In an article in this months issue of the Harvard Business Review, author Nicholas Carr claims that, due to technology commoditization, "IT doesnt matter" as a strategic advantage.
"By now, the core functions of IT—data storage, data processing, and data transport—have become available and affordable to all," the article claims, turning expenditures on such technologies into mere costs of doing business—an evolution similar to that of the steam engine, the telegraph, the telephone and the internal combustion engine. Similarly, the report said, overinvestment in technology in the 1990s echoes overinvestment in railroads in the 1860s.

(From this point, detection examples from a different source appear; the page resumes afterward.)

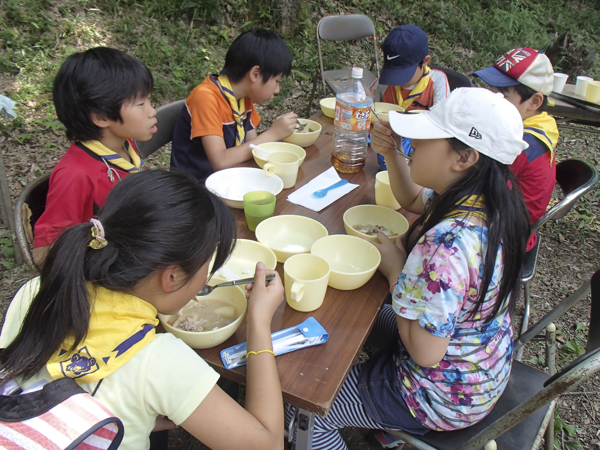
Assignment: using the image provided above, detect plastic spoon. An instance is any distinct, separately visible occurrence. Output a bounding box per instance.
[250,144,273,159]
[197,274,275,297]
[313,180,348,198]
[371,107,411,161]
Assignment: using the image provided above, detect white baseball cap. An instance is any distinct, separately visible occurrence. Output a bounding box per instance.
[389,88,529,164]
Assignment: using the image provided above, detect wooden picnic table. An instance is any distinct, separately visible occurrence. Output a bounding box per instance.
[198,113,416,449]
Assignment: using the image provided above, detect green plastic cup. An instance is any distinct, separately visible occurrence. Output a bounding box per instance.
[244,191,275,231]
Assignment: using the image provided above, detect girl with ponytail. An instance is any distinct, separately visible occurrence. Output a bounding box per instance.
[286,88,529,450]
[0,171,283,449]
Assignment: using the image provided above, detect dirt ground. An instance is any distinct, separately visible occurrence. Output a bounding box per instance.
[0,89,600,450]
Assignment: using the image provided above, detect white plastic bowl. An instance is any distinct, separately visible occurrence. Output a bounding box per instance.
[206,167,283,209]
[209,239,277,282]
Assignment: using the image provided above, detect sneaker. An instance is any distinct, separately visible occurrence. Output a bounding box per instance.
[373,430,404,449]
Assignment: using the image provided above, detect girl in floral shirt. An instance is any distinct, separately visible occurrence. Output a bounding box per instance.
[286,88,529,450]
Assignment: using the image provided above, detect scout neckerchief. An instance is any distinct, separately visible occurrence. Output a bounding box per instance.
[46,283,158,384]
[446,195,487,220]
[394,66,431,111]
[82,140,144,181]
[217,75,246,145]
[423,195,487,223]
[523,112,558,166]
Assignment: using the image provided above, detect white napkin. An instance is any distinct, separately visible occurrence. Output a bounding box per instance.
[288,167,358,212]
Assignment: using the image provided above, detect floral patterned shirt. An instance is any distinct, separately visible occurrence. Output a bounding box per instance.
[392,192,513,430]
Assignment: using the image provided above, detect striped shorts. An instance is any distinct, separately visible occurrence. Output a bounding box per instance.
[285,305,398,450]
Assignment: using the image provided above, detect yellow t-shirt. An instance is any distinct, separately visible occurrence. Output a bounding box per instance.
[0,278,219,450]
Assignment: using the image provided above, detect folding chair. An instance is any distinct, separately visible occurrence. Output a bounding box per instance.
[135,99,185,158]
[313,14,379,94]
[15,174,50,273]
[386,270,600,450]
[515,158,598,359]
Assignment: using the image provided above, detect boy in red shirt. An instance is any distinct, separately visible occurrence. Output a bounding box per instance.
[33,47,157,266]
[473,48,558,251]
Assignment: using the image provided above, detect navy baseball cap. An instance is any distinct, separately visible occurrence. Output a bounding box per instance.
[473,47,554,95]
[379,25,429,86]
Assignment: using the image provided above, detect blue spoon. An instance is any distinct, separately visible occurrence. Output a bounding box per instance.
[313,180,348,198]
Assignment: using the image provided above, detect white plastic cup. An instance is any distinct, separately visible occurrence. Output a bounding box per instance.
[575,75,594,97]
[552,73,569,94]
[585,81,600,103]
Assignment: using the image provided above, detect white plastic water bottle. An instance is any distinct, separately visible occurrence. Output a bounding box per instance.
[331,67,373,173]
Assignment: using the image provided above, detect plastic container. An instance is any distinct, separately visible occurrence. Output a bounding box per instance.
[331,67,373,173]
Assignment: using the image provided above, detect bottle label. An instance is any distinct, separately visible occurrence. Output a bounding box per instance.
[334,100,372,131]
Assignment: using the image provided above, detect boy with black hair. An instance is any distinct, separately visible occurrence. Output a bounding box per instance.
[33,47,157,266]
[379,25,450,111]
[375,25,450,170]
[473,48,558,251]
[171,29,297,182]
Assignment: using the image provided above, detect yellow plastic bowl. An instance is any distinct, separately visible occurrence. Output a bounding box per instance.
[371,102,404,122]
[252,142,306,169]
[158,286,248,349]
[284,119,323,147]
[254,214,329,263]
[319,97,335,119]
[209,239,277,287]
[310,234,381,291]
[344,205,408,243]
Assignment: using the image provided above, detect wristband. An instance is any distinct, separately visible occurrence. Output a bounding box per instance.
[246,350,275,358]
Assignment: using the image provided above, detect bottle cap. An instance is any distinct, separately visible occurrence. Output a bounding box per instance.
[352,67,362,78]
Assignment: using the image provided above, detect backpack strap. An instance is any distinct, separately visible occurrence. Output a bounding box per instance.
[0,378,124,450]
[0,378,85,422]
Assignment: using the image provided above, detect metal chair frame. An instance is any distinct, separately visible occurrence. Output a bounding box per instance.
[387,270,600,450]
[317,14,379,94]
[515,158,598,352]
[135,99,185,158]
[14,174,50,273]
[429,64,473,91]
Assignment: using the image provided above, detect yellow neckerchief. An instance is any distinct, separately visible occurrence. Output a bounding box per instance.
[394,66,431,110]
[523,111,558,166]
[82,141,144,173]
[446,195,487,220]
[423,195,487,223]
[46,283,158,385]
[217,75,246,145]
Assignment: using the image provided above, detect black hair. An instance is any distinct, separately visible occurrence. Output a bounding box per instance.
[221,28,292,83]
[496,83,548,112]
[52,47,154,141]
[0,170,236,380]
[407,138,530,321]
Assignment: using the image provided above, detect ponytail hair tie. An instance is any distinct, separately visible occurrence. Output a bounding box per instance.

The scary question is whether "people have already bought most of the stuff they want to own," according to Bill Joy, the chief scientist and co-founder of Sun Microsystems Inc., who was quoted in the article. Vendors that are evolving to survive in this commoditized environment include Microsoft Corp., which turned its Office software suite into an annual subscription service—a "tacit acknowledgement that companies are losing their need—and their appetite—for constant upgrades," the report said.
The report had three pieces of IT spending-related advice for enterprises. One: Spend less. Studies show that companies that spend the most on IT dont always post the best financial results.
Two: Follow, dont lead. Waiting means an enterprise gets more for its money, according to Moores Law, and decreases the risk of buying buggy products.
Three: Focus on vulnerabilities, not opportunities. Its hard to gain competitive advantage through use of mature technology, but its easy to get taken to the cleaners when systems go down.